2. The high ceramide load flexible liposome of claim 1, which comprises the following components in parts by weight: 2 parts of bakuchiol; 8 parts of ceramide NP; 8 parts of lecithin; 30 parts of hexyldecanol; 1 part of dipotassium glycyrrhizinate; 51 parts of water.

3. A method of preparing the flexible high ceramide load liposome of claim 1, comprising the steps of:

firstly, mixing bakuchiol, ceramide NP and lecithin to obtain a first mixture; adding hexyldecanol into the first mixture, heating to 50-85 ℃, and stirring for 25-35min to obtain an oil phase A;

secondly, ultrasonically dissolving the oil phase A for 20-40min under the conditions that the ultrasonic power is 300-;

thirdly, mixing dipotassium glycyrrhizinate with water, heating to 50-80 ℃, stirring for 10-30min to dissolve to obtain a water phase;

fourthly, adding the oil phase B into the water phase, and stirring for 10-30min to obtain a primary mixed solution; and (3) homogenizing and circulating the primary mixed solution for 3-10 times by using a high-pressure homogenizer at the conditions of 500-1500bar to obtain the flexible liposome with high ceramide load capacity.

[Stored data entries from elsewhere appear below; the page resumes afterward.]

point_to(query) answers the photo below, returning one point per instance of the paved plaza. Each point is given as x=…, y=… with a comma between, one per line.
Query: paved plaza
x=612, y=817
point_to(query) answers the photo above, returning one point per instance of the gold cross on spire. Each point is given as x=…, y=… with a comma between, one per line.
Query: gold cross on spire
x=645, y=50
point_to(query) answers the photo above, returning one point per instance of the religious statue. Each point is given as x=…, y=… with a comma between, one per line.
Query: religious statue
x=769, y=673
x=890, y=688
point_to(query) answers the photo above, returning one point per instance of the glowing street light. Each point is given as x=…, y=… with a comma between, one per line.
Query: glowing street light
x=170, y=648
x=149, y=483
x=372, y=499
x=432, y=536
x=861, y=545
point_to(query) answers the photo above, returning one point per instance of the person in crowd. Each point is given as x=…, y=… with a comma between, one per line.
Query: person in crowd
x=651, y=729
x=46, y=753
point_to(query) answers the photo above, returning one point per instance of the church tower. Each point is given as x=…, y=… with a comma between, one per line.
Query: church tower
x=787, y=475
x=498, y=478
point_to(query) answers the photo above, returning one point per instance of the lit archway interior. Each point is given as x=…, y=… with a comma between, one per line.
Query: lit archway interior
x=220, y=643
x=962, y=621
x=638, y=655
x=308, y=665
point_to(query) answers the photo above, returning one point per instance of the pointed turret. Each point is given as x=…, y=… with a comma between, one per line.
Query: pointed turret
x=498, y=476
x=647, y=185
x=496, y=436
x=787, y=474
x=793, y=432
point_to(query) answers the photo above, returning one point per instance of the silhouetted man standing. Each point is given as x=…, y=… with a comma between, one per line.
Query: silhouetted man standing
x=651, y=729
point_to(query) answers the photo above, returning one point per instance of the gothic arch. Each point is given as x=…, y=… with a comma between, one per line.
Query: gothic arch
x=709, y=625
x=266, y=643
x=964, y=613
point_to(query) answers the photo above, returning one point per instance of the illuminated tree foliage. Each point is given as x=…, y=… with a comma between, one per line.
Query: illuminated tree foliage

4. The method for preparing the flexible liposome with high ceramide load according to claim 3, which is characterized by comprising the following steps:

firstly, mixing bakuchiol, ceramide NP and lecithin to obtain a first mixture; adding hexyldecanol into the first mixture, heating to 75 ℃, and stirring for 30min to obtain an oil phase A;

secondly, ultrasonically dissolving the oil phase A for 30min under the conditions that the ultrasonic power is 500W, the frequency is 45KHz and the water bath temperature is 75 ℃ to obtain an oil phase B;

thirdly, mixing dipotassium glycyrrhizinate with water, heating to 75 ℃, stirring for 20min to dissolve, and obtaining a water phase;

fourthly, adding the oil phase B into the water phase, and stirring for 20min to obtain a primary mixed solution; and (3) homogenizing and circulating the primary mixed solution for 5 times by using a high-pressure homogenizer at 800bar to obtain the flexible liposome with high ceramide load capacity.